Chaque vendredi, des millions d’euros quittent les comptes bancaires des entreprises et des particuliers sans jamais apparaître immédiatement chez leurs destinataires. L’argent est bien débité, mais il n’est crédité que le lundi. Ce phénomène, discret mais systémique, s’explique par le fonctionnement des systèmes de compensation interbancaire européens comme TARGET2, qui ferment le week-end. En clair, un virement initié un vendredi après-midi est mis en attente pendant tout le week-end. L’opération est validée uniquement à la réouverture du système, le lundi matin.
Durant cet intervalle, les fonds ne sont plus disponibles pour l’émetteur et pas encore accessibles au bénéficiaire. L’argent est en transit, logé dans des comptes techniques des banques ou des chambres de compensation. Ce décalage peut avoir des effets concrets : frais d’agios si un compte reste débiteur, rejets de prélèvements, ou simplement dégradation de la trésorerie. Et pendant que l’argent flotte, les prélèvements automatiques – cotisations sociales, impôts ou crédits – eux, peuvent être prélevés un samedi ou un dimanche sans difficulté. Une asymétrie frappante qui soulève la question de l’équité dans le traitement bancaire.
Les banques, de leur côté, défendent ce système. Elles rappellent qu’elles ne sont que les exécutantes d’un cadre européen rigide, qui repose sur le principe des jours ouvrés. Elles soulignent aussi que la fermeture des systèmes de règlement comme TARGET2 pendant le week-end est liée à des impératifs de sécurité, de surveillance et de conformité.

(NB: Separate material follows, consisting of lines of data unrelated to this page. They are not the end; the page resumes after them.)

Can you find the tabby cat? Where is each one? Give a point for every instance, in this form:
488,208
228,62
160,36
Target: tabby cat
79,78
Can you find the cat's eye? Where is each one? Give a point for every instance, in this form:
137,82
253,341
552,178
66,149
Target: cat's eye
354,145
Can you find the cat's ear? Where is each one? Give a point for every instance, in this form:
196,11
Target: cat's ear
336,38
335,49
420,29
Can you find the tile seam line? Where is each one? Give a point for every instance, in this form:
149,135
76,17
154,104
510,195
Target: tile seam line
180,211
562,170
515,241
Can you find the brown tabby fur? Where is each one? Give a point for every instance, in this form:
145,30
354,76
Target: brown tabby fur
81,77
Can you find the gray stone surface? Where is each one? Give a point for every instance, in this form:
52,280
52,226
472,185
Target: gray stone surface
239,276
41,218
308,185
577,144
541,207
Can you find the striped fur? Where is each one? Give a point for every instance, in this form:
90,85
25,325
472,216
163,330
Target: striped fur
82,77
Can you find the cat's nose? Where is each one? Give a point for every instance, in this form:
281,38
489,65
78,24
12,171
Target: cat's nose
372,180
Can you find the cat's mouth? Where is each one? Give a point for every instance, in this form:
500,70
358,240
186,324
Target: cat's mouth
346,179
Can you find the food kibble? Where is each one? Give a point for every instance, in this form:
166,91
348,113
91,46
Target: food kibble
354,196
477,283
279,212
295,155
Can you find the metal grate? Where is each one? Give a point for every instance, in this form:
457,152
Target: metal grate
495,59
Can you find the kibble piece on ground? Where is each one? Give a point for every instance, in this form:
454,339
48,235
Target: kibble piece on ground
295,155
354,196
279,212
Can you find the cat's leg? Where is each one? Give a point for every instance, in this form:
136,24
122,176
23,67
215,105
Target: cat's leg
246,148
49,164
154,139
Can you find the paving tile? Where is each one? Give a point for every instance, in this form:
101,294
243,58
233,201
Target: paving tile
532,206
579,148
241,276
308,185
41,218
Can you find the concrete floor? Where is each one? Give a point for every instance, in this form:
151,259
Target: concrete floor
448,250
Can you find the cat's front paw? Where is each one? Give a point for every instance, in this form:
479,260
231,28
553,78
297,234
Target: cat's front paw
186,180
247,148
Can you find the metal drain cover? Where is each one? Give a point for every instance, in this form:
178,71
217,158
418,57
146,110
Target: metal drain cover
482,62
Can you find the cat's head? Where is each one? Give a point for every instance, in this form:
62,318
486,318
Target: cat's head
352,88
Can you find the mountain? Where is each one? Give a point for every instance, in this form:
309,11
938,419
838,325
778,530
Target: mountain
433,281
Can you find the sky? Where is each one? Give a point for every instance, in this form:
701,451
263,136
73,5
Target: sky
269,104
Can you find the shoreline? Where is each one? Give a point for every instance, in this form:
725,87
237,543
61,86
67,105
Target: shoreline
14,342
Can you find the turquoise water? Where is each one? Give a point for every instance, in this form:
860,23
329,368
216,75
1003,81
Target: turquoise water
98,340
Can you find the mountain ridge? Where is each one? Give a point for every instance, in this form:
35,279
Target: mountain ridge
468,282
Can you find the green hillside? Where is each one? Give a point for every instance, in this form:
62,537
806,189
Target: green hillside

Selon elles, une extension à 7 jours sur 7 demanderait une coordination technologique et réglementaire à l’échelle de l’Union européenne. Par ailleurs, elles mettent en avant l’existence de solutions alternatives comme les virements SEPA instantanés, déjà disponibles dans de nombreux établissements bancaires. Ces virements fonctionnent 24h/24, 7j/7, mais sont encore peu utilisés dans le monde professionnel en raison de plafonds, de coûts ou d’une intégration technique incomplète dans les logiciels de gestion comptable.
En attendant une évolution du système à l’échelle européenne, les entreprises françaises, notamment les TPE et PME, continueront de faire face à une réalité paradoxale : dans une économie en temps réel, les flux financiers, eux, restent calés sur une logique bancaire du siècle dernier. Pendant ce temps, l’argent débité flotte entre deux dates… et n’est à personne.
Le float bancaire désigne la période pendant laquelle une somme d’argent a été débitée du compte de l’émetteur d’un virement mais n’est pas encore créditée sur le compte du bénéficiaire. Ce décalage, souvent de 24 à 72 heures les week-ends ou jours fériés, résulte de la fermeture des systèmes de compensation interbancaires comme TARGET2. Pendant ce temps, l’argent transite dans des comptes techniques, parfois valorisés par les banques. En clair : l’argent n’est à personne, mais ne dort pas pour tout le monde.